Bazı uzmanlar çocuklara eğitim ve hoşgörü mesajı vererek programın ayrıca etkin bir terörle mücadele yöntemi olduğunu kaydediyor.
Susam Sokağı Boko Haram’a karşı
Susam Sokağı’nın Nijerya versiyonu üzerine araştırma yapan Washington’daki Amerikan Üniversitesi’nden Naomi Moland, programın yapımcılarının Nijerya’da dolaylı yoldan Boko Haram örgütüyle mücadele etmeye çalıştıklarını söylüyor.
İsmi “yabancı eğitim yasak” anlamına gelen örgüt, bugüne kadar seküler okullara giden yüzlerce kız çocuğunu kaçırdı.
Moland, “Cinsiyet eşitliğinin ötesinde özellikle Boko Haram’ın aktif olduğu bölgelerde kızlar okula gitmeli demek bile terörle mücadele mesajı olarak algılanıyor, çünkü Boko Haram buna karşı savaşıyor” diyor.
Bu ülkelerde Susam Meydanı adıyla yayınlanan yerelleştirilmiş programın yaratıcıları Boko Haram tarafından hedef alınmaktan ya da programın boykot edilmesinden korkuyor.
Moland’a göre programın yapımcıları “Nijerya’nın kuzeyinde eğer tek bir şeyi yanlış yaparsak kimse programı izlemez çünkü aşırıcı bir imam programın din açısından caiz olmadığını söyleyebilir” diyorlar.

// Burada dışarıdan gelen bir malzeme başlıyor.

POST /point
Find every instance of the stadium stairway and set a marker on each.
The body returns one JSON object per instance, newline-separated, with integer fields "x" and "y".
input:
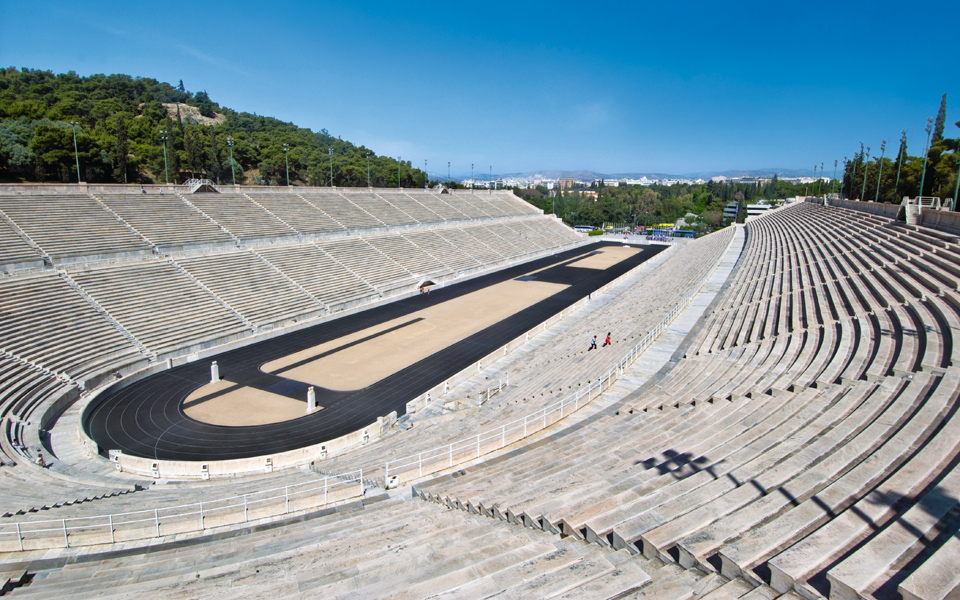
{"x": 409, "y": 549}
{"x": 827, "y": 471}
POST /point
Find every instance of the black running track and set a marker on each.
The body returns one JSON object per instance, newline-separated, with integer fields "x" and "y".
{"x": 147, "y": 418}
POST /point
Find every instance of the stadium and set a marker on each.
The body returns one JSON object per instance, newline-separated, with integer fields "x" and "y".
{"x": 360, "y": 392}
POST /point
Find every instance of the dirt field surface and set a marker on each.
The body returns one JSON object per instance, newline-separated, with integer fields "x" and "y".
{"x": 177, "y": 415}
{"x": 365, "y": 357}
{"x": 228, "y": 403}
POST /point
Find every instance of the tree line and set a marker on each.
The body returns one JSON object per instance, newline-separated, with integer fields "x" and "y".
{"x": 887, "y": 174}
{"x": 649, "y": 205}
{"x": 140, "y": 130}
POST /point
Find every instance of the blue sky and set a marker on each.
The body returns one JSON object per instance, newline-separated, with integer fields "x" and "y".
{"x": 674, "y": 87}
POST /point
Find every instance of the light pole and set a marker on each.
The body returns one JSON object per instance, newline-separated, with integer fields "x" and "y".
{"x": 883, "y": 146}
{"x": 853, "y": 178}
{"x": 76, "y": 153}
{"x": 925, "y": 150}
{"x": 330, "y": 154}
{"x": 833, "y": 188}
{"x": 163, "y": 138}
{"x": 903, "y": 144}
{"x": 866, "y": 171}
{"x": 844, "y": 170}
{"x": 233, "y": 172}
{"x": 956, "y": 187}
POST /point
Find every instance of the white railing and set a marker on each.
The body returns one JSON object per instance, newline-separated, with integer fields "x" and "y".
{"x": 185, "y": 518}
{"x": 195, "y": 184}
{"x": 456, "y": 453}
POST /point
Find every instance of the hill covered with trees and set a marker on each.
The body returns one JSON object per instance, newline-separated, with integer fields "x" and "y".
{"x": 900, "y": 174}
{"x": 120, "y": 123}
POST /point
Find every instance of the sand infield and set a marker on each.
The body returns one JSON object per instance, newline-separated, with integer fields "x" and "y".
{"x": 363, "y": 358}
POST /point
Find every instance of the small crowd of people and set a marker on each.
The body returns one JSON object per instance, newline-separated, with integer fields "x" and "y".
{"x": 593, "y": 342}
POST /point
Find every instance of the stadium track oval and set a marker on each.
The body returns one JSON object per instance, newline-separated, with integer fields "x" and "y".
{"x": 147, "y": 417}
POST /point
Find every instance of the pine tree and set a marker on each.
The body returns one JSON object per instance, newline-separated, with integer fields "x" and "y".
{"x": 121, "y": 149}
{"x": 940, "y": 122}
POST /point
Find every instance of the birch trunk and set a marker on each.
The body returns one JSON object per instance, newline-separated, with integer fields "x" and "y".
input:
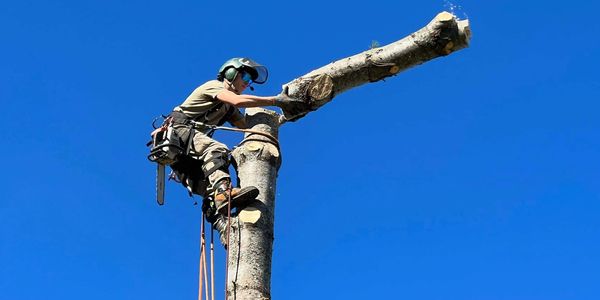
{"x": 442, "y": 36}
{"x": 251, "y": 237}
{"x": 257, "y": 160}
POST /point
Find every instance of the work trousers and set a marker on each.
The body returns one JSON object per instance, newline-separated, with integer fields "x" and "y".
{"x": 210, "y": 152}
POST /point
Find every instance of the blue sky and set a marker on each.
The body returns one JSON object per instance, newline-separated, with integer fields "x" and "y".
{"x": 473, "y": 176}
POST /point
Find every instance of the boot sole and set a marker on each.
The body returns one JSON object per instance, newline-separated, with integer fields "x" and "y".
{"x": 243, "y": 198}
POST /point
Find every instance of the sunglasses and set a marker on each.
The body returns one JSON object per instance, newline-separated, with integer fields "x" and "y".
{"x": 246, "y": 77}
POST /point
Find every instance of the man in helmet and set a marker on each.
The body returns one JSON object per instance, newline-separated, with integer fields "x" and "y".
{"x": 214, "y": 103}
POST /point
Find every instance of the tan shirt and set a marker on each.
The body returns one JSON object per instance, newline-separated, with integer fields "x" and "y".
{"x": 204, "y": 99}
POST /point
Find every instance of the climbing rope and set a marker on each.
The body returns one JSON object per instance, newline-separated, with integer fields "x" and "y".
{"x": 202, "y": 265}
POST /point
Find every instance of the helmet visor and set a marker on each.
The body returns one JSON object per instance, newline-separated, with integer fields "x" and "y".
{"x": 259, "y": 72}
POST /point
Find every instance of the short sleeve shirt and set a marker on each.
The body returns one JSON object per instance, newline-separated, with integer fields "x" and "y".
{"x": 203, "y": 102}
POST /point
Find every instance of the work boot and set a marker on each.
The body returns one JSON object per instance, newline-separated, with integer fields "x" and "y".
{"x": 220, "y": 224}
{"x": 239, "y": 197}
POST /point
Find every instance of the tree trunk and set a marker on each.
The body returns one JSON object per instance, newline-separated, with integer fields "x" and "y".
{"x": 442, "y": 36}
{"x": 258, "y": 160}
{"x": 251, "y": 238}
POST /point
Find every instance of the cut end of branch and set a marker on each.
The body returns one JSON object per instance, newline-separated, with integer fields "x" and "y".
{"x": 444, "y": 16}
{"x": 465, "y": 29}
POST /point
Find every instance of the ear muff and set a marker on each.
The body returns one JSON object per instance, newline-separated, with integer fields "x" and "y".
{"x": 230, "y": 74}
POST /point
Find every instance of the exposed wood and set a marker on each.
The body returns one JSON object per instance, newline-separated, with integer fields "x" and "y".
{"x": 257, "y": 160}
{"x": 443, "y": 35}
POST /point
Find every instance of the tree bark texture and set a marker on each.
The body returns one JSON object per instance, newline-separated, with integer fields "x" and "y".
{"x": 442, "y": 36}
{"x": 257, "y": 160}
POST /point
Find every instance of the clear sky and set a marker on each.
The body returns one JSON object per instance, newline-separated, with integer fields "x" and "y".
{"x": 473, "y": 176}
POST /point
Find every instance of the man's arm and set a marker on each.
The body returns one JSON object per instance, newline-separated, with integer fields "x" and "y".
{"x": 245, "y": 100}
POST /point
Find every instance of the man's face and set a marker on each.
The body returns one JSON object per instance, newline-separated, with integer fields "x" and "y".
{"x": 242, "y": 81}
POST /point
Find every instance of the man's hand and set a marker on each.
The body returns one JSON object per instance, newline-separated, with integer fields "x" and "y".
{"x": 293, "y": 108}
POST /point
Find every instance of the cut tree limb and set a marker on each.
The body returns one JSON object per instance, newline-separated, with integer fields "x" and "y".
{"x": 443, "y": 35}
{"x": 257, "y": 159}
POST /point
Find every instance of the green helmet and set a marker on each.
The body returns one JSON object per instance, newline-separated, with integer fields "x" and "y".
{"x": 231, "y": 67}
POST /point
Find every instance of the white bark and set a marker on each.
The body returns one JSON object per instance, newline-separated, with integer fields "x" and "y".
{"x": 442, "y": 36}
{"x": 251, "y": 239}
{"x": 258, "y": 160}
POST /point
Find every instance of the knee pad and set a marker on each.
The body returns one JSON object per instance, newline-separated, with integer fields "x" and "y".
{"x": 216, "y": 161}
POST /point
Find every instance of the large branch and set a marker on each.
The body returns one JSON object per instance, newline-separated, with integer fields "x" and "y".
{"x": 257, "y": 161}
{"x": 442, "y": 36}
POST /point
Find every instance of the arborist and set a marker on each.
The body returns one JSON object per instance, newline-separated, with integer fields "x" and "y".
{"x": 204, "y": 167}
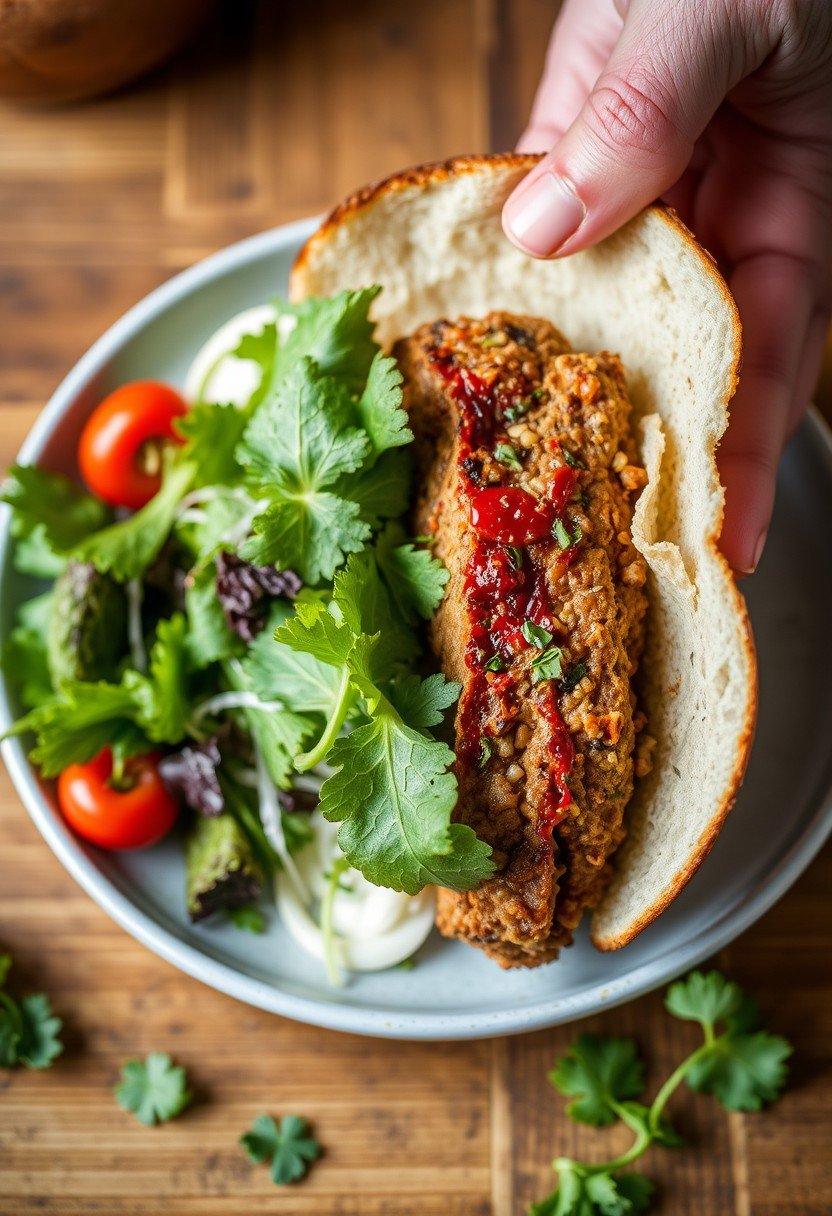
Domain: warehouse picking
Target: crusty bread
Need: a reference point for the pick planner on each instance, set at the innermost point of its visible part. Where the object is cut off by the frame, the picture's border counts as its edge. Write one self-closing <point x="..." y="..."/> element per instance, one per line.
<point x="432" y="237"/>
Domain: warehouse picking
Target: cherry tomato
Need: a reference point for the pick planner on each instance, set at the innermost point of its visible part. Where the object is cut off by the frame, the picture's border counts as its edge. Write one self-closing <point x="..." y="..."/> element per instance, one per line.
<point x="119" y="450"/>
<point x="129" y="817"/>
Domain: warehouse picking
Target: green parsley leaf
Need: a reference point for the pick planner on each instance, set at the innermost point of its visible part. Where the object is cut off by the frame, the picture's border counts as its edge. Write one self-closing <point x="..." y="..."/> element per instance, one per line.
<point x="52" y="505"/>
<point x="547" y="664"/>
<point x="565" y="538"/>
<point x="507" y="455"/>
<point x="393" y="794"/>
<point x="415" y="576"/>
<point x="597" y="1073"/>
<point x="337" y="333"/>
<point x="381" y="491"/>
<point x="297" y="445"/>
<point x="535" y="635"/>
<point x="24" y="653"/>
<point x="586" y="1191"/>
<point x="703" y="998"/>
<point x="155" y="1090"/>
<point x="380" y="406"/>
<point x="288" y="1147"/>
<point x="76" y="724"/>
<point x="162" y="702"/>
<point x="128" y="547"/>
<point x="742" y="1071"/>
<point x="249" y="918"/>
<point x="39" y="1042"/>
<point x="212" y="433"/>
<point x="422" y="703"/>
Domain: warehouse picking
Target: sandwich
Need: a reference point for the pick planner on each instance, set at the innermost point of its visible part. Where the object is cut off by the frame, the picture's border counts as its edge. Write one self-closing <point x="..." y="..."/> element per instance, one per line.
<point x="566" y="420"/>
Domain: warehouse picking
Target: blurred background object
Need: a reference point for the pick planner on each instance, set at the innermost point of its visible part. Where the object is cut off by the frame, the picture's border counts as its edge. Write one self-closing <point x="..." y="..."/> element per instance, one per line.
<point x="60" y="50"/>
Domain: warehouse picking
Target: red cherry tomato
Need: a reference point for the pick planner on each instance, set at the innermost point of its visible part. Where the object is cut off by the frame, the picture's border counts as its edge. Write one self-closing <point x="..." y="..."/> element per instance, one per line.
<point x="129" y="817"/>
<point x="118" y="452"/>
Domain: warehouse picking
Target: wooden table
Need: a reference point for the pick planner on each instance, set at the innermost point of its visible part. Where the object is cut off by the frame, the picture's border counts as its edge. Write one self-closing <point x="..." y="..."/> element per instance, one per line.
<point x="275" y="113"/>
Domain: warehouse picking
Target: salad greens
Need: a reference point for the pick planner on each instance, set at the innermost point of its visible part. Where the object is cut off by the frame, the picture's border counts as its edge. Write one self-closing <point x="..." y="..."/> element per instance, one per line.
<point x="740" y="1064"/>
<point x="274" y="603"/>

Yakında çıkacak Minik Kuş Terörle Mücadele Edebilir mi? Nijerya’da Bir Yumuşak Güç Olarak Çocuk Televizyonu adlı kitabında Moland, programın yaratıcılarının yüzleştiği zorlukları anlatıyor. Bunların başında ayrılık ve stereotip yaratmadan çeşitliliğin güzelliğini aşılamak ve çocukların gerçekliğini yansıtabilmek için programı yerelleştirmek geliyor.
Moland’a göre Suriyeli mülteciler için yapılacak programın çocuklara gerçeklik hissi verebilmesi için travma ve yer değiştirme deneyimini içermesi; aynı zamanda da onlara bazı şeylerin değişebileceği ve kendileri gibi olmayan insanlarla anlaşabilecekleri konusunda umut vermesi gerekiyor. Bu da programı yapanların yüzleştiği zorluklardan bir diğeri.